A Learning School: some current projects
Mindfulness- building our mindfulness practice
Nrich Project 2018-2020
With work deadlines, to-do lists, competing priorities, family and friend commitments, and pressure to perform, to be having a good time, to be making the right
decisions, our busy lives and workplaces can often mean we feel locked into a cycle of stress, anxiety and a never - ending narrative of ‘ should have, ought to, must do…’, never feeling good enough and always with more to do.
For thousands of people all round the world the practice of mindfulness has been proven to enhance well-being, enable us to be more aware and attentive to our everyday experience and to respond skillfully to whatever is happening.
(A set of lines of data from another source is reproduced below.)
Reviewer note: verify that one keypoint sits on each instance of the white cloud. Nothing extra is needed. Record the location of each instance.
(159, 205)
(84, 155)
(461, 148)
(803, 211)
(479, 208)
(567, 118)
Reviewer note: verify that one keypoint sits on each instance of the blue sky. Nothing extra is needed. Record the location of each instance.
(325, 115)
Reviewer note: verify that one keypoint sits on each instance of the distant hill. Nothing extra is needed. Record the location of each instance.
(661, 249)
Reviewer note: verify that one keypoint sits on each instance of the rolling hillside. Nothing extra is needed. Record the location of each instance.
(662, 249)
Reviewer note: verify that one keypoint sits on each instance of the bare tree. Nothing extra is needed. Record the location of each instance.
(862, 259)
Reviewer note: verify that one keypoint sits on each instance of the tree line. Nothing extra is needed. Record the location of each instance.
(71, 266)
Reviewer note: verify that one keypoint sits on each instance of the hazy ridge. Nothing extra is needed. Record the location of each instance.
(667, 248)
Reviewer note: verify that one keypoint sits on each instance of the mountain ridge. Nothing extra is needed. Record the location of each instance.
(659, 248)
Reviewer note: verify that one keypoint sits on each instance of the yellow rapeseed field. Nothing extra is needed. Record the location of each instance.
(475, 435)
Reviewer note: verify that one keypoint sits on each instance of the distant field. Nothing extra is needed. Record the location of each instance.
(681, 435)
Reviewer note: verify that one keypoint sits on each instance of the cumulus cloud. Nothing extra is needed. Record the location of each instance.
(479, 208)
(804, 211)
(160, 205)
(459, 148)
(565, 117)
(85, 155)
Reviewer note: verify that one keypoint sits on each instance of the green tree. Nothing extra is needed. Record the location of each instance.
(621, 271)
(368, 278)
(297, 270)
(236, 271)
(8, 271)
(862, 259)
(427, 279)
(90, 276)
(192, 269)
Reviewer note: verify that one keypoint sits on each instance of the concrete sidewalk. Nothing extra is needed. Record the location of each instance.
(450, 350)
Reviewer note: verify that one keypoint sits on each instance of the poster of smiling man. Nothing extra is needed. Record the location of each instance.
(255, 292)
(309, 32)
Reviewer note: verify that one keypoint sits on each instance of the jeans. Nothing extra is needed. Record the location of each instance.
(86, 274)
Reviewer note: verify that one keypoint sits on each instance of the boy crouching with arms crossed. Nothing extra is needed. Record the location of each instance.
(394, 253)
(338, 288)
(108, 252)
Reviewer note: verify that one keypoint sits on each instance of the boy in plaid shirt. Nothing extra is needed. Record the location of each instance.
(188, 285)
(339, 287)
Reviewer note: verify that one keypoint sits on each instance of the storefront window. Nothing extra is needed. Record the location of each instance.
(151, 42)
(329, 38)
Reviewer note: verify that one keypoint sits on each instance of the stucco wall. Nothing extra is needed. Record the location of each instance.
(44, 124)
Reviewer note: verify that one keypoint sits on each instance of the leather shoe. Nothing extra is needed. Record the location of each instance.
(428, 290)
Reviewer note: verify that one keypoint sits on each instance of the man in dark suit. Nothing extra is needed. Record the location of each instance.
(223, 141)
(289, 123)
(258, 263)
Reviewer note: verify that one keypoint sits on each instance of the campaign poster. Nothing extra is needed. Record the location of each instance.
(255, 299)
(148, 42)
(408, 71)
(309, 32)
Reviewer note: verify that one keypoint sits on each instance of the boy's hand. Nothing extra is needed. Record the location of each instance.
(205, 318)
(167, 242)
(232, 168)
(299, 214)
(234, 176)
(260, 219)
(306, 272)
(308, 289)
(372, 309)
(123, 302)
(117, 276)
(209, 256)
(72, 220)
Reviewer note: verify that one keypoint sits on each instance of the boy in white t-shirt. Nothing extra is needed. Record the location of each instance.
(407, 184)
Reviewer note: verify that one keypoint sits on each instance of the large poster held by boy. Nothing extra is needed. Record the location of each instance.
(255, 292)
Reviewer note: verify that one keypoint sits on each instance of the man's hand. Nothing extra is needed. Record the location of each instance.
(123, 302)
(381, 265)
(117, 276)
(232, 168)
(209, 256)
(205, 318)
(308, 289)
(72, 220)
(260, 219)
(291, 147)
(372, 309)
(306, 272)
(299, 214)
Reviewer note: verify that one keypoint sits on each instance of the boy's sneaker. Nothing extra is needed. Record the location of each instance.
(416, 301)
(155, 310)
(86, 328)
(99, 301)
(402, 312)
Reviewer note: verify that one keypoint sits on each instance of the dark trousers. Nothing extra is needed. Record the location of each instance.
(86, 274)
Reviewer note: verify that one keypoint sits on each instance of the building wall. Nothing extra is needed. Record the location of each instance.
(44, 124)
It can build mental resilience and, even in the midst of a frantic world, can enable us to appreciate and savour all those aspects of our life that bring us joy, and to deal with those that we find more challenging.
A group of staff, including teachers and teaching assistants, in partnership with Langdon Park School, are exploring the following themes:
What is mindfulness?
From living on autopilot to living with full awareness
From scattered mind to the cultivation of attention, presence and calm
Freedom from our ‘ mental dramas’
Learning to live with our thoughts and’ mental chatter’
Hooked on distraction –learning to turn toward the difficult, non judgmentally with kindness and curiosity
Learning to tame the ‘inner critic’ and cultivate the ‘ inner mentor’
Learning to respond skillfully and moving away from reactivity
Beyond competitive and comparing mind – befriending our learning and growth and the learning and growth of others
Living with vulnerability and being open to learning
Children’s spoken language skills are one of the strongest predictors of their future life chances, yet too many disadvantaged children arrive at school with poor communication skills, already behind their more advantaged peers. Left unaddressed, this gap grows rather than diminishes.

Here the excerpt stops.